Measurement of Fission Product Yields at the National Synchrotron Light Source II

The amount of a specific isotope produced in the fission of a heavy nucleus, the Fission Yield (FY), is a fundamental quantity that impacts several applications like reactor physics, nuclear forensics, and nuclear waste; precise knowledge of FYs can also advance the understanding of the fission process itself, as it is one of the observables used to test theoretical models. We distinguish between the independent FY, amount produced directly in fission, and cumulative FY – which include the contribution of the nuclides decaying into the fission product of interest. The most precise determination of cumulative FYs of long-lived fission products to date was performed using mass spectroscopy (AMS) by Maeck et al. in the 1970s at Idaho National Laboratory with uncertainties as low as 1%. The results from Maeck are the foundation of the current recommended FY distributions published in the ENDF/B data library. However, while yields as low as 0.1% were measured, some refractory elements could not be accessed with AMS.

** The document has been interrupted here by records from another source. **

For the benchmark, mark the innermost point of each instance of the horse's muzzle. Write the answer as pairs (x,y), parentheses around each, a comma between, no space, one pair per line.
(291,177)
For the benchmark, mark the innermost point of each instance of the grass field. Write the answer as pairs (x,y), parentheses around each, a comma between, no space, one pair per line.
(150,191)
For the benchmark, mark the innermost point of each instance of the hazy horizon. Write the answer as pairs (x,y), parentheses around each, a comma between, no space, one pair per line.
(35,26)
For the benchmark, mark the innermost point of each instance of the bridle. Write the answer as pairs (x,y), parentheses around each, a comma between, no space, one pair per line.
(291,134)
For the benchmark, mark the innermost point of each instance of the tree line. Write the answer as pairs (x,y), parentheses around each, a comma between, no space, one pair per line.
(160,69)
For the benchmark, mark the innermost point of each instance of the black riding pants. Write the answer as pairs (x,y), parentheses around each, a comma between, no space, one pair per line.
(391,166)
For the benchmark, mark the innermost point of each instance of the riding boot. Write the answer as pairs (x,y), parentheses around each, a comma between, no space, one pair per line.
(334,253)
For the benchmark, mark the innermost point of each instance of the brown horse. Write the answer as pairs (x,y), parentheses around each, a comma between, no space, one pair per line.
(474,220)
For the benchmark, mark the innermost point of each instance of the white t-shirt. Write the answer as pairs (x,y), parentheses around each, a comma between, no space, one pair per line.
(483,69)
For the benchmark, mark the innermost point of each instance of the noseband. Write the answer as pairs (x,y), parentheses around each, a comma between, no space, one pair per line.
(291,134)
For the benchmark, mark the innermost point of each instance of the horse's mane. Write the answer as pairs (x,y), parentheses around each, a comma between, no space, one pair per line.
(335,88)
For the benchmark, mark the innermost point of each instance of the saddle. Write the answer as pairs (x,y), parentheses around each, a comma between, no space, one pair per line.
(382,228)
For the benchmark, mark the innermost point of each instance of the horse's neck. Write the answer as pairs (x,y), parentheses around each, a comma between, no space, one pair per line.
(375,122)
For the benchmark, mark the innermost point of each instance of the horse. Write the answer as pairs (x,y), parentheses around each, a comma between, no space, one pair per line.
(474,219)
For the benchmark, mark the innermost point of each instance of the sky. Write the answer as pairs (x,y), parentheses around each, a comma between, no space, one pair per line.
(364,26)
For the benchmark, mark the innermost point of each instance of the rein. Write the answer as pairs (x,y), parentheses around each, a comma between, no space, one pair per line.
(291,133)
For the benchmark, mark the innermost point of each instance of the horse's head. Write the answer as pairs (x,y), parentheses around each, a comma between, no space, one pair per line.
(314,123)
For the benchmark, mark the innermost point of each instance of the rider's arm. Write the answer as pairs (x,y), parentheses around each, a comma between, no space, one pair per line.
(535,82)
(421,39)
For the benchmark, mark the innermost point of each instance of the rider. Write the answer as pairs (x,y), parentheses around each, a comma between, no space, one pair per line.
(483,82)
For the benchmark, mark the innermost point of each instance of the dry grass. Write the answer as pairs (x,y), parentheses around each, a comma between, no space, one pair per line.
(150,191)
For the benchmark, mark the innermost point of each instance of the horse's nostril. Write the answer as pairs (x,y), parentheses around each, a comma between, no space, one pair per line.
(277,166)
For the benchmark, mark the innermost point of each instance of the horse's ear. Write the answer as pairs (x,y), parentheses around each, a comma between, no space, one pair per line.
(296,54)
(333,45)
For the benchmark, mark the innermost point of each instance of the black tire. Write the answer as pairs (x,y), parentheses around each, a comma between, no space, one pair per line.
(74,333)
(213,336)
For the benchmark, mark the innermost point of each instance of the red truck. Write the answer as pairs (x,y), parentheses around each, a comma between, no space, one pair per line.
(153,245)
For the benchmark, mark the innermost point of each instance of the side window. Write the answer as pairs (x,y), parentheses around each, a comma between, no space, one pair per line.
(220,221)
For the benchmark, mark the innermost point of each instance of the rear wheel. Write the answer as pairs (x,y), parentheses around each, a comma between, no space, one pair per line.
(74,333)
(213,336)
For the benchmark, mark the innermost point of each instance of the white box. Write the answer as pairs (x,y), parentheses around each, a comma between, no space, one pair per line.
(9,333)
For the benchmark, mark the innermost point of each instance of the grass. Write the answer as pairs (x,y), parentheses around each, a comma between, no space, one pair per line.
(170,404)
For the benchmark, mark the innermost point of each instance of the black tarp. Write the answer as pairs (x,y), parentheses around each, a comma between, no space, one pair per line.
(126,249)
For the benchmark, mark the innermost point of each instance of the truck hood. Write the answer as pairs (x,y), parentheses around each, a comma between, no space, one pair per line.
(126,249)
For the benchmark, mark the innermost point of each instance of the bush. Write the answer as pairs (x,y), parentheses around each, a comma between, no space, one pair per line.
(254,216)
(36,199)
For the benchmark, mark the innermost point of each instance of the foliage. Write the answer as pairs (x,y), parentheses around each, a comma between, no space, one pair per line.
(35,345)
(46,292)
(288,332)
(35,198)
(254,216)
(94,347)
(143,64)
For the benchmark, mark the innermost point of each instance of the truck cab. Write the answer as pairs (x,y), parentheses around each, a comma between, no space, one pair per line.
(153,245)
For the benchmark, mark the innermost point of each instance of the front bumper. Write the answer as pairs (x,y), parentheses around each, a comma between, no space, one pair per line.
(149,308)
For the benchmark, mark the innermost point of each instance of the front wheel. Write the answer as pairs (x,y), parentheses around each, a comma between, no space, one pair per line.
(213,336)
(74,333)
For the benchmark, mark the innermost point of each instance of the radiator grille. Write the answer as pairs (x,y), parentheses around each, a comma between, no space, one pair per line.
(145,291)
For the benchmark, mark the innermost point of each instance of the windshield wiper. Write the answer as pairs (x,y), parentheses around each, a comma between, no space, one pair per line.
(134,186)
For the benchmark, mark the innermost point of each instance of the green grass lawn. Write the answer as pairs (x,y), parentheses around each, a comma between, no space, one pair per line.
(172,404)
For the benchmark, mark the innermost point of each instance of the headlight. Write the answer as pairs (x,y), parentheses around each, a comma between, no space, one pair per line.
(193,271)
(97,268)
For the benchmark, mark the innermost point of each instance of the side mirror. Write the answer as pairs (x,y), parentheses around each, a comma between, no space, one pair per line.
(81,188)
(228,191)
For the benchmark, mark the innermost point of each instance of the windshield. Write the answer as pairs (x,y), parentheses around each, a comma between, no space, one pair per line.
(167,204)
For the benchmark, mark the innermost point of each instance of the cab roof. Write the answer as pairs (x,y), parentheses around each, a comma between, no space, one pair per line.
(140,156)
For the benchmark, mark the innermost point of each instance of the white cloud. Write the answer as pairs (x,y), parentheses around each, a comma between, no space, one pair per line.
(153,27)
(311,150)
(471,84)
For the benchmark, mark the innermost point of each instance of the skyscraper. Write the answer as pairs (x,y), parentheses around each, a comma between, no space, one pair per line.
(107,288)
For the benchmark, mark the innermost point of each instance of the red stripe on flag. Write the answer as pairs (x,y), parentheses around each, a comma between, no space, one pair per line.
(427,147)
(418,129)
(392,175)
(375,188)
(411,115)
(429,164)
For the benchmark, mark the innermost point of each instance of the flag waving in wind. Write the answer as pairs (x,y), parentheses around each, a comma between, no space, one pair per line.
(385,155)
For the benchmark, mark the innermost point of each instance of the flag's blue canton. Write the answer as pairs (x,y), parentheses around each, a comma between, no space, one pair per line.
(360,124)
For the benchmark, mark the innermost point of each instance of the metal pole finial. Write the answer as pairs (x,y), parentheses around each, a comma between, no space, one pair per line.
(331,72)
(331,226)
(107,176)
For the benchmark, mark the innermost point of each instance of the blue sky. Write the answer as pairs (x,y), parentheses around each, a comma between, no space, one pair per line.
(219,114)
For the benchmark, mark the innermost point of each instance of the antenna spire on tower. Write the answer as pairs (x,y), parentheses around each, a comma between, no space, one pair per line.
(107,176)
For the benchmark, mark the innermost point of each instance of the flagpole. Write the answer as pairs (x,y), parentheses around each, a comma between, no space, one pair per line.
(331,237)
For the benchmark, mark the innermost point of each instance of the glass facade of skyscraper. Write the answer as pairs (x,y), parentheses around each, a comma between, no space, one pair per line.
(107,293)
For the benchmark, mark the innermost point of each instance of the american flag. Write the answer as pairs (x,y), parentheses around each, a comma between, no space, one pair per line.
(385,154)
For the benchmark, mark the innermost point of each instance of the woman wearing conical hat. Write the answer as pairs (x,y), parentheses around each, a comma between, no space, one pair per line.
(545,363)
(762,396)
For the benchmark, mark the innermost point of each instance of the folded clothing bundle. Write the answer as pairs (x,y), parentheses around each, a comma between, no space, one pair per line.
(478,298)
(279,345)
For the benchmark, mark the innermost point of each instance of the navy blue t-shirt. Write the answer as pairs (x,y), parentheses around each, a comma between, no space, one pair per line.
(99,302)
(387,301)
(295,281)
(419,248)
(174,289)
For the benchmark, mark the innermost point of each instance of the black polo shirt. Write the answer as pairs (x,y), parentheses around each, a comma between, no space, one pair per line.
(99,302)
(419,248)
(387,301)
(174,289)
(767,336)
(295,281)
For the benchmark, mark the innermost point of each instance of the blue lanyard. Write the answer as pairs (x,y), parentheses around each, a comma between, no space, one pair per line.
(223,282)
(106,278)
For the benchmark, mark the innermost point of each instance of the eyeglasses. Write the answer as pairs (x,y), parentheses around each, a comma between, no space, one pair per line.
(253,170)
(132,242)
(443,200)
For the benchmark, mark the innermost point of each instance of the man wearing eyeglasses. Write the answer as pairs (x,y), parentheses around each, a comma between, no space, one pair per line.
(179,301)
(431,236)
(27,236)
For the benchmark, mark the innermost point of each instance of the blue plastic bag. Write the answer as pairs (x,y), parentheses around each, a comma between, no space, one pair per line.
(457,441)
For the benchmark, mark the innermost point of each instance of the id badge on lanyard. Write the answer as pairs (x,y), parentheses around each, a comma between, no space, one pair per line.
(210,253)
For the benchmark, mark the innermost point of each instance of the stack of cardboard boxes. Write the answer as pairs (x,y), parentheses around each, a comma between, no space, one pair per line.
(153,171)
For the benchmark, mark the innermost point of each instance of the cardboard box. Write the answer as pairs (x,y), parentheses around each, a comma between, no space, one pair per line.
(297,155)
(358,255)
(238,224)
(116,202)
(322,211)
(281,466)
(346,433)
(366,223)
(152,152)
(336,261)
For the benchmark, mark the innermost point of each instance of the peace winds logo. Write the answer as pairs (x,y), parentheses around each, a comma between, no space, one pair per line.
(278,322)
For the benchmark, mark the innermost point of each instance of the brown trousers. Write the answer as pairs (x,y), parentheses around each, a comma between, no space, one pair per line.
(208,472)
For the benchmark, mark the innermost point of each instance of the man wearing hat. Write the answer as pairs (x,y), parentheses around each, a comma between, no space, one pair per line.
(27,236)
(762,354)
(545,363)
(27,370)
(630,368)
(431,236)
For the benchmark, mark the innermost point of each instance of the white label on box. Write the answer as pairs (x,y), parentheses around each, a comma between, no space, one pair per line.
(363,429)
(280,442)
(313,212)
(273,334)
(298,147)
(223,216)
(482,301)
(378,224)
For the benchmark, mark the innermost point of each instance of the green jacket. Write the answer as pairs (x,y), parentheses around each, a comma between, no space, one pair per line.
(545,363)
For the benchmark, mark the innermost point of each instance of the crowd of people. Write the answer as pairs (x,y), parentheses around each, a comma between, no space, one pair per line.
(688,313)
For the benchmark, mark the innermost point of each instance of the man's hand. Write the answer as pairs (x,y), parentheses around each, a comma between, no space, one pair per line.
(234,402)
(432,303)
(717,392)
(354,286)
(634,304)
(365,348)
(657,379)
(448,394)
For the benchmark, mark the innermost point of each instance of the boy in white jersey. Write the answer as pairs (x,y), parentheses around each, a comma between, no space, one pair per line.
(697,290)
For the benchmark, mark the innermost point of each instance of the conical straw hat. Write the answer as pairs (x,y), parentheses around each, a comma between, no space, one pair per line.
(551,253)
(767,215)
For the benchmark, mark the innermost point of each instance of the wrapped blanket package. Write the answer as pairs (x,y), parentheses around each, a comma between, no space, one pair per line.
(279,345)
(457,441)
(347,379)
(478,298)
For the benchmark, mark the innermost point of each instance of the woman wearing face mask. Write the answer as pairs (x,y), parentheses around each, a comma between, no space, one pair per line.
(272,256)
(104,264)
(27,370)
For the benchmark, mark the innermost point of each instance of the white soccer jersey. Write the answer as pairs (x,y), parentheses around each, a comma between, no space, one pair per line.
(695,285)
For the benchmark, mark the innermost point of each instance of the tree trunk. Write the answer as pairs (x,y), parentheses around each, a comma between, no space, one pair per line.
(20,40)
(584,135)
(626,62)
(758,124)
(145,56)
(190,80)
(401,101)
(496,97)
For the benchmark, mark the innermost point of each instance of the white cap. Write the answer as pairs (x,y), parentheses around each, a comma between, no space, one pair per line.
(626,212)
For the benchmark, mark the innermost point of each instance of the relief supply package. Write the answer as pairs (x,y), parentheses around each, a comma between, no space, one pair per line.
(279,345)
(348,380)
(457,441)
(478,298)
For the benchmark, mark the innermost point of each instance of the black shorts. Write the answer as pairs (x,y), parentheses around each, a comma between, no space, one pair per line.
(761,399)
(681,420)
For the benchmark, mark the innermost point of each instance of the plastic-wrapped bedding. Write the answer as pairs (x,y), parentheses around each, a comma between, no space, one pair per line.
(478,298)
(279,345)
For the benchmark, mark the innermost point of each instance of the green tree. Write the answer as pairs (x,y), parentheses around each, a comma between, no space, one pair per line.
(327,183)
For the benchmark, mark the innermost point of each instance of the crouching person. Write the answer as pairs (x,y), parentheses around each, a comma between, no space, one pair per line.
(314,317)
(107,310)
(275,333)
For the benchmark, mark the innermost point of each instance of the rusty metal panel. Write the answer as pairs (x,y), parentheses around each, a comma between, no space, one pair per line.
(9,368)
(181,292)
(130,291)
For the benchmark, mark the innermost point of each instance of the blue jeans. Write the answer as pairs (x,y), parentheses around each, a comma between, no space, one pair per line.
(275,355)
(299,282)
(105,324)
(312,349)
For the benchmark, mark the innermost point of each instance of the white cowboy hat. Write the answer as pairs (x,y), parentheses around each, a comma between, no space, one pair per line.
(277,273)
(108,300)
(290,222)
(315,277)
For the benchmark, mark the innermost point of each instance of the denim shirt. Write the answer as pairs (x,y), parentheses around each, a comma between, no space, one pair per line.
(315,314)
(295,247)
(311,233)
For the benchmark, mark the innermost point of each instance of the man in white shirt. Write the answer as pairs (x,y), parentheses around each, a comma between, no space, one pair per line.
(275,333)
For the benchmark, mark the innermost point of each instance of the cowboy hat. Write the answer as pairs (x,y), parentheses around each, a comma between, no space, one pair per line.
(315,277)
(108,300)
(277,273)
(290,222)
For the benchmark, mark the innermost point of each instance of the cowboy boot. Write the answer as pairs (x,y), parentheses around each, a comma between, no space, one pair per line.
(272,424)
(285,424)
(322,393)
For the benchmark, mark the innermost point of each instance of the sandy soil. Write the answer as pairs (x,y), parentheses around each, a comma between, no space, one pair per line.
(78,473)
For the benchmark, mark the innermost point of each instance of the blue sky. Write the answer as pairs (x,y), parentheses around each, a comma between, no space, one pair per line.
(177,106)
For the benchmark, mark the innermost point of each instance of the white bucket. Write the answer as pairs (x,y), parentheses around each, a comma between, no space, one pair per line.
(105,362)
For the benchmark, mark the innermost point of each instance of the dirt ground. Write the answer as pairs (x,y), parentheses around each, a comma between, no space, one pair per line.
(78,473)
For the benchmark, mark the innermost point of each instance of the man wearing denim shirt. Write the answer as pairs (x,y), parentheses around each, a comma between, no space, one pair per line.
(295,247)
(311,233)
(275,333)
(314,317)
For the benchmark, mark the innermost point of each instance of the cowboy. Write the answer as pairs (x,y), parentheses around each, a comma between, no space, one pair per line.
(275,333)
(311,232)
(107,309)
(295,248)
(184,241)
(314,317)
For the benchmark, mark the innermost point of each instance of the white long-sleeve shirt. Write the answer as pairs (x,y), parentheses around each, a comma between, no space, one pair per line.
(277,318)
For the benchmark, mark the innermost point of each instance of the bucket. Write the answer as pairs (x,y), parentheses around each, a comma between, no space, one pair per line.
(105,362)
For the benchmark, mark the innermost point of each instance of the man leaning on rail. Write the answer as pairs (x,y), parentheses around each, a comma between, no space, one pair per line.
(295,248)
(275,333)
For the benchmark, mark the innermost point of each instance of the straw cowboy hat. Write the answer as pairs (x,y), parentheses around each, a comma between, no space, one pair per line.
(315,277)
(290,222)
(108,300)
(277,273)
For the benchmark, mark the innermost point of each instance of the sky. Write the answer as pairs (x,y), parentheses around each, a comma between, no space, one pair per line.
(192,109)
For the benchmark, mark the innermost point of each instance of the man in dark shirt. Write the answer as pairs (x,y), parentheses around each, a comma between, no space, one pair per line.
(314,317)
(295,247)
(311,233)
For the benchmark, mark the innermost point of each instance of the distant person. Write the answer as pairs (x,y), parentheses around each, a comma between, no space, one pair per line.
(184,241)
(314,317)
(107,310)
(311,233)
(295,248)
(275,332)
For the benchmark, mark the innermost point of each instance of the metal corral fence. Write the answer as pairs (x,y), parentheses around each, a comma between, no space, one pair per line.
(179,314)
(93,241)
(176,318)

We present progress on an innovative program that would take advantage of the bright X-ray beams available at the National Synchrotron Light Source II (Brookhaven National Laboratory) to measure high-precision cumulative charge yields of long-lived and stable fission products from neutron-induced fission of actinides using X-ray Fluorescence. In this first phase of the program, we are developing the workflow and confirming the sensitivity of this method measuring a series of foils irradiated at the University of Massachusetts at Lowell Research Reactor. Various elements transmuted via neutron-capture reactions will beta decay, changing the proton number in the reaction products. The fraction of the elements transmuted in these irradiations, assessed using XRF, will demonstrate the feasibility of this method.